Artificial intelligence-driven chatbots are increasingly fielding queries from patients, physicians, medical researchers and insurance companies, but little regulation exists for their use in the healthcare setting.
“If a healthcare system wants to put a chatbot on their webpage for anybody to use, how do we know that’s a good product?” asks bioethicist Susannah Rose, M.S.S.W., Ph.D. “We need a way to assess their quality.”
That was Rose’s thinking behind ia new project at Vanderbilt University Medical Center: the Vanderbilt Chatbot Accuracy and Reliability Evaluation System (V-CARES).
Principal investigator Rose is working with Zhijun Yin, Ph.D., M.S., from the department of Biomedical Informatics and Computer Science, to establish a “measuring stick” for chatbot safety and reliability. Development of the rating system is being system supported by ARPA-H funding and may transform how healthcare systems assess and select AI tools, Rose said.
Assessment Framework
V-CARES evaluates chatbots that are based on large language models (LLMs) and trained on vast amounts of text to understand and generate human-like responses. Chatbots can provide fast, personalized responses that may be more useful than static medical information on websites like Mayo Clinic or Cleveland Clinic. But the quality of chatbot information can also be harder to verify, with chatbots known to sometimes “hallucinate,” providing answers with incorrect information, missing details, or inserting unauthorized preferences or beliefs.
“As healthcare systems increasingly use chatbots to do different kinds of work, we need a way to assess their quality.”
While some LLMs, like Microsoft’s Copilot, provide references for their answers, most – including OpenAI’s ChatGPT and Google’s Gemini – do not, making quality assessment more challenging for non-experts.
The new V-CARES system will include a rating system for existing LLMs and establish standards for the quality of those used in healthcare settings. This means physicians, healthcare organizations and insurance companies could make better informed decisions about which LLMs are safe and most effective.

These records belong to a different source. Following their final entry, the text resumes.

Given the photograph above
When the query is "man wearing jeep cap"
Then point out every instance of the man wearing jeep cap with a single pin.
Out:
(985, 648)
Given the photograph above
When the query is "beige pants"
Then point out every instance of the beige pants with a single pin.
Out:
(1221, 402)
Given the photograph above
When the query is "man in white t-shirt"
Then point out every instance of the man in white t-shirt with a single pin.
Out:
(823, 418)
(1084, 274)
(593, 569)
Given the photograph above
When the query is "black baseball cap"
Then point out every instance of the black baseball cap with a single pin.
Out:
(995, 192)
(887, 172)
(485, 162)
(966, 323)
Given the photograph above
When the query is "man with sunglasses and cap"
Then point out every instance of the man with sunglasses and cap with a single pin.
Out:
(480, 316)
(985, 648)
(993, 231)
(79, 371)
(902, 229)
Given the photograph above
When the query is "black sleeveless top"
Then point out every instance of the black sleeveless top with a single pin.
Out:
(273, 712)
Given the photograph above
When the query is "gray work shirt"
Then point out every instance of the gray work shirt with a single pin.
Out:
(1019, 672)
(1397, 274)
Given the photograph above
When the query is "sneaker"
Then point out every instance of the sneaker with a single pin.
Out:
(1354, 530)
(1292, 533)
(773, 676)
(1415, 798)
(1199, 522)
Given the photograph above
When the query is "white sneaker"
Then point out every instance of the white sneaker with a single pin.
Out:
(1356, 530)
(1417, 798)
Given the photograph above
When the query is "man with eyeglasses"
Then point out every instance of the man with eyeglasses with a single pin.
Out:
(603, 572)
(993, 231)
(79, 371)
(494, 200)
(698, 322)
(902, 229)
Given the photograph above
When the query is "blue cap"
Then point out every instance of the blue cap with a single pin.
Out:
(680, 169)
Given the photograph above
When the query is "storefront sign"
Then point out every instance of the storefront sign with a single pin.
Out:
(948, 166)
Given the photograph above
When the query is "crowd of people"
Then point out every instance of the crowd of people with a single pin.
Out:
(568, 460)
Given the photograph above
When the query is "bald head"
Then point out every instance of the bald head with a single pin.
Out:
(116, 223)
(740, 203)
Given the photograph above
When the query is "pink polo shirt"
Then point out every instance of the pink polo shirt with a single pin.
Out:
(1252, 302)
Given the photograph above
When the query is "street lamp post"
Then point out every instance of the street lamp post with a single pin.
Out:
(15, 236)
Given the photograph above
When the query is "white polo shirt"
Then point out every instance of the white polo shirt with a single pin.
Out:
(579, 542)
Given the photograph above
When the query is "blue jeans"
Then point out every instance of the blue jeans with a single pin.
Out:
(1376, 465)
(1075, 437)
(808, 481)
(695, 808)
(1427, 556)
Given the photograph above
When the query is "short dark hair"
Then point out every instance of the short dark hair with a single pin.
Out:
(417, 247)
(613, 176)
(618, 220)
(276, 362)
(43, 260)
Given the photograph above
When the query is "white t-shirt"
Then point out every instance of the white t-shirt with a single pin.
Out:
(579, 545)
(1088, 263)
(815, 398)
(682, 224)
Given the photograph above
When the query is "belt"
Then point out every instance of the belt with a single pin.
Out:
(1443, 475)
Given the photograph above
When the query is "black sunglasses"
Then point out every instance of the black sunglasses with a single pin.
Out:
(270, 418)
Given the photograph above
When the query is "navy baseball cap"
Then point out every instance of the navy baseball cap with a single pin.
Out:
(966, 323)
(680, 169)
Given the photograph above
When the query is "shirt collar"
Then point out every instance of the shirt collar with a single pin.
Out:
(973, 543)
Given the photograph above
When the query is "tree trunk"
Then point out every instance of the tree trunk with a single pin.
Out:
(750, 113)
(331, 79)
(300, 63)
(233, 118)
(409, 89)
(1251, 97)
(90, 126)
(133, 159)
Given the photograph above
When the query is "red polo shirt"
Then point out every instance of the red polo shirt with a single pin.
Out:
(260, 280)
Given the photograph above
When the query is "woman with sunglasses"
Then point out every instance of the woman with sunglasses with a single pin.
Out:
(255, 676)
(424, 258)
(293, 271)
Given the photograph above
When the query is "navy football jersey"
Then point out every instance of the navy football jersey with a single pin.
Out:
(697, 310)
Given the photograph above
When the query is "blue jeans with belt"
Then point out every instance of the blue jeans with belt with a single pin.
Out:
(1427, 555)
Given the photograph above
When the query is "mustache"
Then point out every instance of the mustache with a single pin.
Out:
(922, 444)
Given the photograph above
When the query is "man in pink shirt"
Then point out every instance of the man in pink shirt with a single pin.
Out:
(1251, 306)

Human-Centered Development
For their first case study, V-CARES will incorporate feedback from approximately 400 patient participants with diagnosed with mental illnesses, including major depression and anxiety. Other feedback will come from medical professionals, mental health specialists and community members.
The researchers will use these responses to detect hallucinations, omissions and misaligned values in LLMs in the initial study using diverse input to ensure the V-CARES system considers both technical accuracy and real-world clinical utility.
Rose highlighted said her team’s approach stands out as “equally weighted between the human side and the AI side.”
This human-centered approach “democratizes the standards” being developed for evaluation.
Creating Market Pressure
Beyond providing transparency for patients and healthcare providers, V-CARES could create market pressure for technology companies to improve commercial LLM systems.
“If a company knows they received a rating of C+ for medical-related content, this may motivate them to improve their product,” Rose noted, adding that it could help drive competition based on quality, rather than just interface design or marketing.
“If a company knows they received a rating of C+ for medical-related content, this may motivate them to improve their product.”
The project, which launched in September 2024, is funded by ARPA-H to deliver quick, iterative product development. The team expects to complete its first evaluation framework for depression and anxiety applications within a year.
Following validation in mental health applications, the system will expand to assess chatbots across other medical domains. Moving forward, V-CARES could help healthcare organizations make more informed decisions about which AI tools to implement, improving trust and empathy with AI tools.